Here, Italpasta's sales in Pennsylvania from 2000 through 2009 represented only.76% of its total sales for that period. (Fiorelli Dec. ¶ 6.) These contacts are at best minor, and not central to Italpasta's overall business.*fn3 See generally Reliance Steel Prods. v. Watson, Ess, Marshall & Enngas, 675 F.2d 587, 589 (3d Cir. 1982) (noting that the high threshold for establishing general jurisdiction requires the facts presented showing the defendant's business contacts with the forum must be "extensive and persuasive") (internal citation omitted). Therefore, they are insufficient to warrant the exercise of general jurisdiction over Italpasta.

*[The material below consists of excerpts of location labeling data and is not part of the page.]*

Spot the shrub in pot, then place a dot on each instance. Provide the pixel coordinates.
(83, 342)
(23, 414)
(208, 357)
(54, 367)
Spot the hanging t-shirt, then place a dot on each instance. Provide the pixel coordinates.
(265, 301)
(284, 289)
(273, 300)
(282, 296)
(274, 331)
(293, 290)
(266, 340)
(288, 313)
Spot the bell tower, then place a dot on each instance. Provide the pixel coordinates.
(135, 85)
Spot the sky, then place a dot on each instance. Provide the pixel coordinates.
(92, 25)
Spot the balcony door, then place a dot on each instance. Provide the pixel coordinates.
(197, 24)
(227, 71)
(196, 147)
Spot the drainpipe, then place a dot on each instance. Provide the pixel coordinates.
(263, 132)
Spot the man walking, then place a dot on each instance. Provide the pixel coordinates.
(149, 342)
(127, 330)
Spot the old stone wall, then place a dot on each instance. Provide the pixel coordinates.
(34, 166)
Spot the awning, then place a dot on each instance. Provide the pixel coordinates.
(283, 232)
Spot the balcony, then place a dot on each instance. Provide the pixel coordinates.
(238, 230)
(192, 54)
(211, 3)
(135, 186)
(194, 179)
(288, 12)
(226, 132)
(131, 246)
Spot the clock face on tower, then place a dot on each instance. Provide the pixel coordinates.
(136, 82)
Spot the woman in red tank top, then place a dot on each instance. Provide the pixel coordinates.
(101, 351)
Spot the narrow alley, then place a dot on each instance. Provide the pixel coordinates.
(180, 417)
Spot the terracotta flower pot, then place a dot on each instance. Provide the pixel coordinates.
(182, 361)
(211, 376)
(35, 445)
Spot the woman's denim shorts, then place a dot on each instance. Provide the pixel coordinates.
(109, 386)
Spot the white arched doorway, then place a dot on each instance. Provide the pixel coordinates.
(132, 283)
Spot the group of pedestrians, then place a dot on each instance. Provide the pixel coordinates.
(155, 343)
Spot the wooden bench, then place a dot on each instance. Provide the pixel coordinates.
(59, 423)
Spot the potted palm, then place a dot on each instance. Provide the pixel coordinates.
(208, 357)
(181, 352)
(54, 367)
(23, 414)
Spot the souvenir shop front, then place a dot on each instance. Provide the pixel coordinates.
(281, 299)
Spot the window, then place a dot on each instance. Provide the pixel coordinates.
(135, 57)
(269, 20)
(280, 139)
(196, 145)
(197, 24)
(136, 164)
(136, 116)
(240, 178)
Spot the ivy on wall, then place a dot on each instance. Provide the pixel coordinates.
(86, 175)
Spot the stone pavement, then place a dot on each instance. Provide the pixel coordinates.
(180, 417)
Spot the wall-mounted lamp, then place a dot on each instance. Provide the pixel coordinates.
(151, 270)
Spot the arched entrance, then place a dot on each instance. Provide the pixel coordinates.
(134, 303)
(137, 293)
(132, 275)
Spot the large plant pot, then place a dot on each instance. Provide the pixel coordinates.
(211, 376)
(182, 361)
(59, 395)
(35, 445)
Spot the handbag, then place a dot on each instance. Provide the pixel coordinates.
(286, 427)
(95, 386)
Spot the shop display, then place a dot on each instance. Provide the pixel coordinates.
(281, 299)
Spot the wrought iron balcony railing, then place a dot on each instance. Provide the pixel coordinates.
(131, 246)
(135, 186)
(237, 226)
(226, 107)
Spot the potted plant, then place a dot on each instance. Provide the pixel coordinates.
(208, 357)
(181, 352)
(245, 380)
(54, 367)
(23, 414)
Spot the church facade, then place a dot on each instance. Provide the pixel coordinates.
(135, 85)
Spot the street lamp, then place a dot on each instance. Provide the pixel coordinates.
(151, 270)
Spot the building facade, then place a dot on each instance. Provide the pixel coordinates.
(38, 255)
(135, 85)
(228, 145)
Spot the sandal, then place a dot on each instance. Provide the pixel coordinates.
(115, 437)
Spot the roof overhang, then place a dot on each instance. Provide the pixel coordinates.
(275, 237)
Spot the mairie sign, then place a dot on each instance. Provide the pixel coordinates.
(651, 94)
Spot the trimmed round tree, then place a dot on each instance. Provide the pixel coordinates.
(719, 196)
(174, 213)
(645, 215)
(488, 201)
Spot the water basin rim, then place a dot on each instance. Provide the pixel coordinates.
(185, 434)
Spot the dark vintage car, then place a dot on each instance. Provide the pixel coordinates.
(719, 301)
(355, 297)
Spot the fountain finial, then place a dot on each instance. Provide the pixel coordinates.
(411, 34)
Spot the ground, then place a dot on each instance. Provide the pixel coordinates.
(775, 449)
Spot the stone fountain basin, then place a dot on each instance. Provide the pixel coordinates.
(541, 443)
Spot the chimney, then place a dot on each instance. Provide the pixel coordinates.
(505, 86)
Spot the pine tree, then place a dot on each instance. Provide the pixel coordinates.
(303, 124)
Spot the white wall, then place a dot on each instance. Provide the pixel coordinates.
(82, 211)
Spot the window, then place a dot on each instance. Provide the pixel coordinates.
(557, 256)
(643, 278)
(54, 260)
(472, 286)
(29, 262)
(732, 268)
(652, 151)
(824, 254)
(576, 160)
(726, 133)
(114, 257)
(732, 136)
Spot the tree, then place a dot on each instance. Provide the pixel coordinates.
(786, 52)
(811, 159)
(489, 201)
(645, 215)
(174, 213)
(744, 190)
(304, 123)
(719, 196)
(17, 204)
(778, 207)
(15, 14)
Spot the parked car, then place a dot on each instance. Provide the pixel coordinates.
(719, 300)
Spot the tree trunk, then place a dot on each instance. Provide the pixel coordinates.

PMC cites to the following additional business contacts in support of its argument for general jurisdiction: (1) Italpasta dealt with several suppliers and vendors in Pennsylvania;*fn4 (2) Italpasta hired a Pennsylvania law firm to prosecute a lawsuit on its behalf in federal court in New Jersey; (3) Italpasta's employees have made hundreds of phone calls and sent e-mails to Pennsylvania residents (including PMC's employees); (4) Italpasta's Vice-President of Sales and other sales representatives traveled to Pennsylvania approximately three times; (5) Italpasta shipped its products to Alanric Food Distributors, in Westville, New Jersey, which were likely then sold to Pennsylvania residents; (6) Italpasta filed a state court complaint in Westmoreland County, Pennsylvania in 2009 against one of its Pennsylvania distributors. None of these contacts, however, qualify as the type of central and regular business activities which was critical to the Third Circuit's finding of general jurisdiction in Provident. See Provident, 819 F.2d at 438 (finding that use of bank clearing account each business day constituted daily contact that was a "continuous and central part" of the defendant's business); Modern Mailers, 844 F. Supp. at 1053 (noting that the Provident court "found to be most critical to its finding of general jurisdiction, however, was the fact that the defendant conducted business daily with the Pennsylvania bank which held its disbursement account").*fn5
Therefore, the Court concludes that Italpasta has insufficient contacts with this forum to constitute the type of systematic and continuous contacts necessary to warrant the exercise of general jurisdiction.
B. Specific Jurisdiction
1. Minimum Contacts
In analyzing specific jurisdiction arising out of a breach of contract claim, the court should consider "the totality of the circumstances, including the location and character of the contract negotiations, the terms of the contract, and the parties' actual course of dealing." Remick v. Manfredy, 238 F.3d 248, 256 (3d Cir. 2001); see Mellon Bank, 960 F.2d at 1224 (noting that a court should employ a "'highly realistic' approach [and] take into account 'prior negotiations, and contemplated future consequences, along with the terms of the contract and the parties' actual course of dealing'") (quoting Burger King, 471 U.S. at 479) (emphasis deleted). The determination of whether sufficient minimum contacts exist turns on whether Italpasta's activities rise to such a level that it purposefully availed itself of the privileges of doing business in Pennsylvania, such that it should reasonably anticipate being haled into court here. See Vetrotex, 75 F.3d at 151.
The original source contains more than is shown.